Some of the hardest words to even leave your mouth, ever since you were a kid up until this very momement.
“I made a mistake.”
There is something freeing about admitting you are a human, fraught with normal h human problems, like making a bad decisions. But, just because you made a bad decisions doesn’t mean things have to stay that way.
The best part about being open and honest is the ability to have people trust you more, and the option to fix the problem and move forward with a better solution! Everyone wins.
Breadth of knowledge.
I’m not nessesarily talking about depth of knowledge here, although that is a good thing. The more the depth the better. But, it’s extremely important for Senior Data Engineers to have a breadth of knowledge across a wide range of topics.
This is one of the skills that make a Senior a Senior.
Knowing a little about most cloud platforms (AWS, GCP, Azure), Big Data Processing tools, SQL and databases, SQL vs NoSQL, DevOps, bash, server basics, security and permissions, make someone a very valuable asset.
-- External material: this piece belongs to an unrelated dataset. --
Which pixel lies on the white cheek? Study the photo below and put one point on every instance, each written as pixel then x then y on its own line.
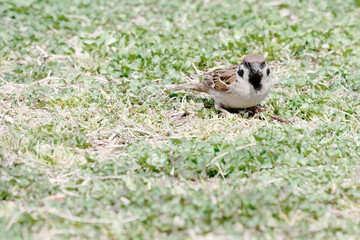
pixel 246 74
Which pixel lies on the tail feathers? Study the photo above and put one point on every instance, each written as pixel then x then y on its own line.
pixel 199 87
I know it sounds like a lot, but having the basics across a wide range of topics will help the Senior Data Engineer make better and more informed decisions.
Know what corners to cut.
Maybe cutting corners has a bad connotation. Is there a better way to communicate this idea? Knowing where to put more effort, and where to put less? There you have it. This is something that most all junior engineers get caught up in.
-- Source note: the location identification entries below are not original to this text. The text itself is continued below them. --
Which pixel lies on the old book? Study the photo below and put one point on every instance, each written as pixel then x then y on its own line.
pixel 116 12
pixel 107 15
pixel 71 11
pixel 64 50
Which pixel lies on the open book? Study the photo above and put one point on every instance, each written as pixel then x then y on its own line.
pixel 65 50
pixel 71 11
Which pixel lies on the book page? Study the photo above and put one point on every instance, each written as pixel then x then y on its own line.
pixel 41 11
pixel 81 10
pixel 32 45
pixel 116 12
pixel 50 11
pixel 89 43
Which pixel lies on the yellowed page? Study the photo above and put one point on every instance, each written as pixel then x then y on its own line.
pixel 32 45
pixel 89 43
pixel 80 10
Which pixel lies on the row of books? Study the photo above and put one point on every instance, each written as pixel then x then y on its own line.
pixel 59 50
“Spending way too much time on un-important areas drags down productivity and has a major drag on a Data Team.”
Time isn’t infinite, you can’t just do what you want all the time. Projects have deadlines, some tasks are more important than others. In the end, being a productive solver of data problems requires that you understand where to put time, and where not to put time.
Aligned with the business and product.
A related topic is being in sync with business and product in your organization. Like it or not the Product and other business teams are critical to the success of the company you work for. They have valid view points and needs.
Ignoring the needs of teams outside of Data, or not prioritizing them above your own needs will have serious negative impact.
If you are not a team player it’s unlikely you will make to the Senior level, and have little chance of moving past that point. Being seen as someone who provides organizational value is a big deal for your career and your journey towards a Senior level roll and higher.
Works hard to write good, clean code.
I do want to emphasize that writing good clean code, and being at the top of your game is almost a prerequisite for becoming a Senior Data Engineer, or at least should be. Data Teams will look to you, as a Senior, to model best practices at all times and in all the work you do.
Writing good unit tests.
Writing DRY code.
Keeping KISS at the front.
OOP or Functional, doing it well.
Knowing and keeping best practices.
Not taking short-cuts.
Taking the time to write readable, well documented, and maintainable code.
I’m not saying you have to be perfect or the top of your craft. But you should be on your way and that should be the trajectory of the projects and code you work on. Not everything is going to be perfect all the time. We make mistakes and take shortcuts when we shouldn’t. But, that isn’t who a Senior Data Engineer is.
In summary.
Of course I don’t think this list is all inclusive of what it takes to become a Senior Data Engineer, this is just my take based on my experience. There are all things I wish I knew in the beginning, of course I still would have had to learn them and work on them, but knowing this would have been helpful.
I was under the harmful impression in the beginning of my data life that all I needed to do was work on becoming the best at SQL and the best at programming. This just simply isn’t the case. In fact, if that’s all you do, it could be harmful to your long term career.
Learning to work with others and build no-technical skills is just as, if not more, important.